GEO — Generative Engine Optimization — is the new discipline that optimizes companies’ visibility on AI response engines (ChatGPT, Perplexity, Gemini). Like SEO…
A new entry point into the customer journey
Since 2023, a structural change has taken place in information search behavior. A growing fraction of users – professionals and individuals alike – no longer enter queries into Google. She asks direct questions to conversational artificial intelligence systems: ChatGPT, Perplexity, Gemini, Claude.
The difference with the classic search engine is fundamental. Google returns a list of ranked links. AI response engines generate a direct recommendation, formulated in natural language, citing two or three sources — and ignoring all others.
This change creates a new market: that of visibility on AI response engines. A market which did not exist three years ago, and which is today almost virgin.
What SEO has built in ten years, GEO must rebuild
SEO — Search Engine Optimization — is a mature industry today. Thousands of agencies, tools worth several hundred million euros, dedicated teams in each company of significant size.
However, in 2003, SEO was only practiced by a handful of specialists. Companies that invested early have built lasting competitive advantages. Those who waited had to pay much more to catch up.
Generative Engine Optimization follows the same trajectory — but at an accelerated speed. The reasons are structural: the adoption of conversational AI is much faster than that of search engines. ChatGPT reached 100 million users in two months. It took Google several years.
A technical infrastructure to be rebuilt from scratch
GEO is not an extension of SEO. It is a distinct discipline, with its own technical levers.
AI response engines select their sources according to radically different criteria than Google. PageRank, backlinks, loading times — these classic SEO indicators have little influence on AI citeability. What matters is the semantic structure of the data, the consistency of mentions across third-party sources, and the ability of the content to precisely respond to a search intent formulated in natural language.
Concretely, three levels of intervention define a GEO strategy:
The first is technical. The crawlers of large AI platforms — GPTBot for OpenAI, ClaudeBot for Anthropic, PerplexityBot — are blocked by default on the majority of websites. This situation results from configurations inherited from classic SEO, which did not distinguish search engine robots from new AI indexing agents. Without explicit unblocking, a site’s content cannot be read or cited by these systems.
The second is semantic. LLMs seek to identify structured entities. The implementation of adapted Schema.org schemas — LegalService for law firms, LocalBusiness for businesses, Organization for businesses — allows the models to precisely associate an entity with an area of expertise and a geographic area.
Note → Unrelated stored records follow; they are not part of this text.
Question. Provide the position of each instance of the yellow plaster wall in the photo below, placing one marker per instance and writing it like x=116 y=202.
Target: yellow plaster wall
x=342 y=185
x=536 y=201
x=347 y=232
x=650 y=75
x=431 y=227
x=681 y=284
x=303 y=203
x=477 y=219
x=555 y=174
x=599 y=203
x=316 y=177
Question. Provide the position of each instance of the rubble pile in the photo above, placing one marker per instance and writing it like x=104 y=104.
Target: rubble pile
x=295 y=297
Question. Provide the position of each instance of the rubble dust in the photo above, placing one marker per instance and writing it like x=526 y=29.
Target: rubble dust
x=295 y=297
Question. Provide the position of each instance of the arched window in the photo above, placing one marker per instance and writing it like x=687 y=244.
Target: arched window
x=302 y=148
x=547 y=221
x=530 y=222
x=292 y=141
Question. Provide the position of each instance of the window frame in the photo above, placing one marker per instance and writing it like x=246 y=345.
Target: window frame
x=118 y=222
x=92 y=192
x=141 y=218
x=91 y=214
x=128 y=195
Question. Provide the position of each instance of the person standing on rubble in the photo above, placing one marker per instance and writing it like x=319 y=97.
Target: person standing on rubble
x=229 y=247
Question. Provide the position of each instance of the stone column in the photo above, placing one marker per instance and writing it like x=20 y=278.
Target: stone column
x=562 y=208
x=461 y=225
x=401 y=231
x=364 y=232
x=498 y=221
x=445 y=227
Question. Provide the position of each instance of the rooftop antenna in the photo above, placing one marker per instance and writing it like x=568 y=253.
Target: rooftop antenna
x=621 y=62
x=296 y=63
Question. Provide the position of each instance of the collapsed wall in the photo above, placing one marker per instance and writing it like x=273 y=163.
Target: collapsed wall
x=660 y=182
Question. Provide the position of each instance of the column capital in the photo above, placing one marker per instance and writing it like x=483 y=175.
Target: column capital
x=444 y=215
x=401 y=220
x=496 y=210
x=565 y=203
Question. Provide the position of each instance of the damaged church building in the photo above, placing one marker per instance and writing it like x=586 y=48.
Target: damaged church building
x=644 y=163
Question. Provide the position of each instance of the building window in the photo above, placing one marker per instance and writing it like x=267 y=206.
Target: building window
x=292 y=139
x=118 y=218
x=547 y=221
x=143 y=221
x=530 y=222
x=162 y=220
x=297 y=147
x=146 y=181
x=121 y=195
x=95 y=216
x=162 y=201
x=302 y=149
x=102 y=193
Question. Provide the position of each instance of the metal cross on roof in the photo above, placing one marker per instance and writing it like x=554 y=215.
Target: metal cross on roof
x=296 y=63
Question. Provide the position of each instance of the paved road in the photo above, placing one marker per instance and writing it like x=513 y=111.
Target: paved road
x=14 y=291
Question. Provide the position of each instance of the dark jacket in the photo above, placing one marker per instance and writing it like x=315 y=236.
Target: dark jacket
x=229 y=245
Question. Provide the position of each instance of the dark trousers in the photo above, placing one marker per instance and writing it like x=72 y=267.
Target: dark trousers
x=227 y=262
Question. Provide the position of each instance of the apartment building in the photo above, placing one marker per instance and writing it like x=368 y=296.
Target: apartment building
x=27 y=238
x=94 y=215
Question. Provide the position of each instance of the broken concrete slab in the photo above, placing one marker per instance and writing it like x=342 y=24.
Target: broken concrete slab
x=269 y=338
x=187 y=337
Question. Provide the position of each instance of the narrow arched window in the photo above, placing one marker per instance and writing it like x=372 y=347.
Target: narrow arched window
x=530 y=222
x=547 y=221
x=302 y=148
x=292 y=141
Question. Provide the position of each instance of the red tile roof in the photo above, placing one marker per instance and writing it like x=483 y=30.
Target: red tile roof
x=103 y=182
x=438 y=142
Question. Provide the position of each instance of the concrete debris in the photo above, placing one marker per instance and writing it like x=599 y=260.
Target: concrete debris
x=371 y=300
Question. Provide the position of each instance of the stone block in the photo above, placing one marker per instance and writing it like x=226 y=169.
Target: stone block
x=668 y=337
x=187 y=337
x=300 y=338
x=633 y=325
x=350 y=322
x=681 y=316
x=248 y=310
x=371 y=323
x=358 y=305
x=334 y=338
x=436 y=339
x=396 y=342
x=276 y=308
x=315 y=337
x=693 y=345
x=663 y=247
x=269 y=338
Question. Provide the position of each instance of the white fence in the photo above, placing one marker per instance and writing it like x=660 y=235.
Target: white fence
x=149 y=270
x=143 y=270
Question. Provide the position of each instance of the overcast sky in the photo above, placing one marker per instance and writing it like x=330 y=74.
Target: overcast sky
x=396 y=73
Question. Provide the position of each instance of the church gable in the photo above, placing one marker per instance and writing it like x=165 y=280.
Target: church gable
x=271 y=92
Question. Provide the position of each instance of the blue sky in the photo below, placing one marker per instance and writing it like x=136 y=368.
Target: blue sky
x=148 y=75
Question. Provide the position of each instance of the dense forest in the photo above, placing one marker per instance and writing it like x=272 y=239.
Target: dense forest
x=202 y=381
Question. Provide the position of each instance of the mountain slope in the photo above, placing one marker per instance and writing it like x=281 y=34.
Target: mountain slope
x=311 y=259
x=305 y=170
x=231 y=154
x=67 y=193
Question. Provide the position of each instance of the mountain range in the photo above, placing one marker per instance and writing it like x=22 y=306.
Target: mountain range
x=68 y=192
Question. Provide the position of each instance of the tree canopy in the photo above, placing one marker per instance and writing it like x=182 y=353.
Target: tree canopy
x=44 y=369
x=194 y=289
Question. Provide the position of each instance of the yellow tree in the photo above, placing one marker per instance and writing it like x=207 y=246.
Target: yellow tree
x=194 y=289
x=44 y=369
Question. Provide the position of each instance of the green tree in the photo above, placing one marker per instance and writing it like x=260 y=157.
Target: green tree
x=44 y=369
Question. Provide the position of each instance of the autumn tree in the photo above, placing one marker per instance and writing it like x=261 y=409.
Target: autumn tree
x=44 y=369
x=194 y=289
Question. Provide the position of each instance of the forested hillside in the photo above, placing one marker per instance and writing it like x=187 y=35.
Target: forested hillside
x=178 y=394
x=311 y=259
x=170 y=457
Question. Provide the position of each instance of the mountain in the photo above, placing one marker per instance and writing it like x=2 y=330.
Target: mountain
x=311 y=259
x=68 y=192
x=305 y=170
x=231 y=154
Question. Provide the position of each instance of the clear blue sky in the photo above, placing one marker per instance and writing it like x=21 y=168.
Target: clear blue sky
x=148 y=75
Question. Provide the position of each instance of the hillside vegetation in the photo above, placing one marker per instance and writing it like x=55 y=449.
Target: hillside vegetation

The third is editorial. AI-quotable content has a specific intent, comes from a source with measurable authority signals, and is structured so that it can be extracted and rephrased. This is what academic research calls the EEAT principle — Experience, Expertise, Authoritativeness, Trustworthiness — applied no longer to Google algorithms, but to LLM selection mechanisms.
A market in formation, positions still available
Data from the Seenby Observatory — covering several hundred players audited in the French legal sector — illustrate the extent of the accumulated delay. 82% of Parisian law firms are today absent from the responses generated by the main AI platforms on requests directly linked to their activity. Zero firms out of ten have explicitly authorized GPTBot in their robots.txt file.
These figures are not specific to the legal sector. They reflect the general state of a market which has not yet become aware of the paradigm shift.
This structural delay is precisely what creates the opportunity. In a mature SEO market, gaining visibility on a competitive keyword takes years and is expensive. In the GEO, the positions have not yet been taken. Players who invest today are building a first-mover authority that their competitors will have to pay much more to acquire tomorrow.
AI Reputation: the forgotten dimension of AI visibility
Visibility is only half the problem. The other half — less obvious, potentially more critical — is what we can call AI Reputation.
Appearing in an AI response is not enough if the content generated is inaccurate, ambiguous or unfavorable. LLMs can confuse namesake entities, aggregate negative signals present in their training data, or simply describe a company too vaguely to be credible. This phenomenon affects 67% of organizations with a minimal AI presence, according to data from the Seenby Observatory.
AI Reputation management constitutes a new market segment in its own right, distinct from classic e-reputation. It cannot be managed with responses to Google reviews. It requires intervention on the sources that AI consults to construct their representation of an entity — specialized directories, reference publications, consistency of structured data.
A limited window for action
The history of SEO teaches one thing: visibility markets crystallize quickly. Once positions are taken and algorithms have incorporated the authority signals of established players, the cost of entry for newcomers explodes.
In GEO, this crystallization has not yet taken place. The models continue to evolve, the selection criteria are not yet fixed, and the majority of economic players have not yet initiated a structured AI visibility strategy.
The window is open. It won’t stay that way indefinitely.